倒産前の1990年代の話ですが、JALが政治家の関係者から社員寮の用地を相場の3倍もの値段(時価との差額は100億円)で買っていたという記事。
「二階俊博の地元和歌山県には、JALと二階の濃密なかかわりを如実に物語る建物がある。94年の関空オープンに合わせ、空港に勤務する社員のために建設されたJALのマンモス社宅だ。バブル期、山林を切りひらき、5棟の14階建高層住宅を建築しようと計画された。そこは「日航タウン」と呼ばれたが、バブル経済の崩壊とともに計画はしぼんだ。5棟のうち2棟だけが建設され、ビルの高さも10階になる。
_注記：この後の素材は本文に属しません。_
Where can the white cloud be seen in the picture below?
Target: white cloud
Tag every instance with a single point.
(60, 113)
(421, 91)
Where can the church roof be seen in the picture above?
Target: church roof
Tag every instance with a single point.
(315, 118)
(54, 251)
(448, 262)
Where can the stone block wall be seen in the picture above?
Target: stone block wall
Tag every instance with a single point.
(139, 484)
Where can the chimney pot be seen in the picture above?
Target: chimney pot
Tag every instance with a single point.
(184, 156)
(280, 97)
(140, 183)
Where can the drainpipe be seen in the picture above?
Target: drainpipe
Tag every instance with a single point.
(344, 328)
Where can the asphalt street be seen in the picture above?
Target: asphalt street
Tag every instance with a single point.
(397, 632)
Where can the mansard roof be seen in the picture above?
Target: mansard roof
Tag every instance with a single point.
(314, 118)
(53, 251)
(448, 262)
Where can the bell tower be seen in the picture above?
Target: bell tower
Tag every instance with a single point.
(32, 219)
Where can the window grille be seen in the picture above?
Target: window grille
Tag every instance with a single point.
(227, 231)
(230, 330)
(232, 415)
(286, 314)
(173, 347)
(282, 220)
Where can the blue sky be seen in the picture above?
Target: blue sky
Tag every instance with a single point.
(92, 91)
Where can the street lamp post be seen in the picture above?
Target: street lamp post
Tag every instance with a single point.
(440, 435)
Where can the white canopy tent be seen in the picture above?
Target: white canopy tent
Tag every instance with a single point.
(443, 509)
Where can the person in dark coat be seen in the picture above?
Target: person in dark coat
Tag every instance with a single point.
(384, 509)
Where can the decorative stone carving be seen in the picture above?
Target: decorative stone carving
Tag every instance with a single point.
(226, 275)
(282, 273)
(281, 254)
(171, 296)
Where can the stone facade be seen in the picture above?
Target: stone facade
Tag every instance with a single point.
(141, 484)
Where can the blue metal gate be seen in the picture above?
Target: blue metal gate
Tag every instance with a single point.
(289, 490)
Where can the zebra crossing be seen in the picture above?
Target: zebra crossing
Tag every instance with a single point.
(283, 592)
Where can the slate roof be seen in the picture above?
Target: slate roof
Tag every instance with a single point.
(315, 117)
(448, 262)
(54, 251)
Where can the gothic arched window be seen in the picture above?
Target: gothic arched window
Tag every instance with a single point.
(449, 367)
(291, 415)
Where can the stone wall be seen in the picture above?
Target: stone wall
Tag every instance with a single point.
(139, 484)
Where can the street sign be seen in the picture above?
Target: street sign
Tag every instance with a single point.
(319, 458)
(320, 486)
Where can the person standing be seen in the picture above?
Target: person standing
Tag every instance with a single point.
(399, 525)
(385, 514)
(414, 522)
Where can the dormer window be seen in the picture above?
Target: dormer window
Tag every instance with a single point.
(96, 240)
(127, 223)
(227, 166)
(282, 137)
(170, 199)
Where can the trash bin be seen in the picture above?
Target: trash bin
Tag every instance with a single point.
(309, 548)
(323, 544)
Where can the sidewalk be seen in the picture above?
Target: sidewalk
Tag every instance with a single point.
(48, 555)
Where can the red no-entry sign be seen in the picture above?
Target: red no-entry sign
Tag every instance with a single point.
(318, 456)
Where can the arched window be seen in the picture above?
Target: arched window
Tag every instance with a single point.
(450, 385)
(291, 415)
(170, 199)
あぶく景気の残滓だった。
関空勤務のための社員寮といいながら、空港からはかなり遠い。会社側はわざわざ通勤のためにバスを仕立てたが、それでも一時間は優にかかる。「まるで集団疎開みたい」と社員からの評判は最悪だった。なぜ、こんな辺鄙な場所に巨大な社員寮を建設したのか。日航タウン計画を立てた理由は、容易に察しがつく。
もともと建設用地の地主だったのが、二階俊博後援会「俊友会」の会長である。そこには当然のごとく二階本人の影がちらついた。県議時代から二階の支援者である俊友会会長は、設計業者でもあった。そして二階が運輸政務次官のころ、社員寮の建設計画が決まった。
くだんの社員寮の敷地が売買されたのは1991年2月のことだ。JALと後援会長との土地の売買交渉はわずか1年足らず。あっさりと決まった。そんなに短時間の割に、JAL側の購入価格がバカに高い。敷地は11万平米で、相場は50億円程度だ。JALはそれを152億円で購入した。実に相場の3倍である。JALの経営破綻後、むろんこれが問題になる。
2010年8月、JALの倒産要因を調査したコンプライアンス調査委員会の委員長で、元最高裁判事の才口千晴がこう報告書に書いた。
〈価格の適正を含めて不自然な点があるといわざるを得ない〉
2010年8月、JALの倒産要因を調査したコンプライアンス調査委員会の委員長で、元最高裁判事の才口千晴がそう報告書に書いている。」
こんなことをやっていたからつぶれたのでしょう。
会計的にも、土地の取得原価が水増しされていたわけですから、本来は訂正させるべきものでしょう。監督当局はなぜ問題にしなかったのでしょうか。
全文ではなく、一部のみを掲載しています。